My dogs water bowl is a large tip resistant stainless steel bowl on a tile floor. So far so good. My boy's dinner bowl is a large ceramic pie plate. It is wide and shallow and he still drops bits on the floor so I put a mat under it. My gal-dog's bowl is in a crate, mostly so she won't worry about my boy coming over and requesting part of her meal. So anything she spills she simply cleans up from the crate floor. My biggest mess is actually on the wall, where my big-boy's food bowl bumps up against the base boards. I guess putting the bowl in a raised stand would fix that but I just give the wall a wipe down instead.


----------



## Sabis mom

I use cheapy plastic boot trays under the dishes. Get them from any dollar store or Walmart. If the dogs spill, tip or dribble it's all contained. Wide base bowls with rubber around the base stop most issues, but I actually have had dogs that were not allowed unsupervised water in the house.

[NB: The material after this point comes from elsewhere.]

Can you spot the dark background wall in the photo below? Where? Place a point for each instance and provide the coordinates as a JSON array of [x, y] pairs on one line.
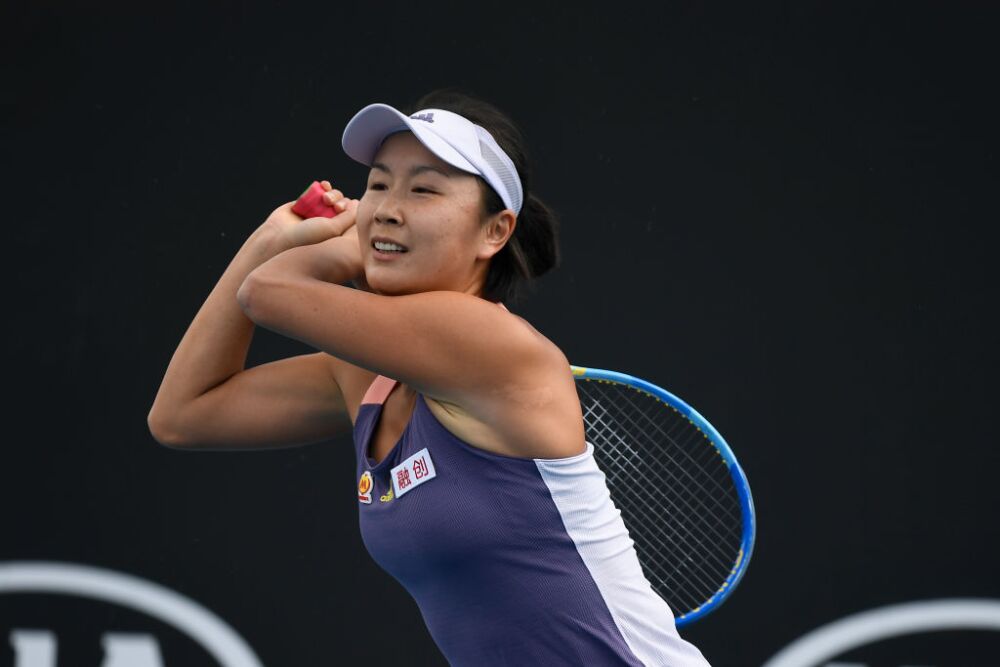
[[783, 213]]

I worked with a horse that used to dump her grain and eat it off the ground. Her owner wanted it stopped so we stopped it. She got colic the first night. She needed to eat from the ground in a natural position. We switched her to a pan on the ground and she stopped dumping her grain.
Sometimes there is a reason for the things animals do. 

Zombie threads are awesome. Sometimes they bring up topics we have not discussed in years!


----------



## Nscullin

Sabis mom said:


> I use cheapy plastic boot trays under the dishes. Get them from any dollar store or Walmart. If the dogs spill, tip or dribble it's all contained. Wide base bowls with rubber around the base stop most issues, but I actually have had dogs that were not allowed unsupervised water in the house.
> 
> 
> 
> I worked with a horse that used to dump her grain and eat it off the ground. Her owner wanted it stopped so we stopped it. She got colic the first night. She needed to eat from the ground in a natural position. We switched her to a pan on the ground and she stopped dumping her grain.
> 
> Sometimes there is a reason for the things animals do.
> 
> 
> 
> Zombie threads are awesome. Sometimes they bring up topics we have not discussed in years!




I buy the boot trays too. Mine from Lowe’s 


Sent from my iPhone using Tapatalk


----------



## cvamoca

Aly said:


> Put a clean, large and _very heavy_ rock in the bottom of a low-sided bowl. Pour fresh water (or fresh food) around the rock. Works with messy horses too.



And chickens. I use rubber horse pans to feed the chickens, geese (and horse), but the big boys jumping down often spill the feed so each pan has a nice sized rock in the bottom.


----------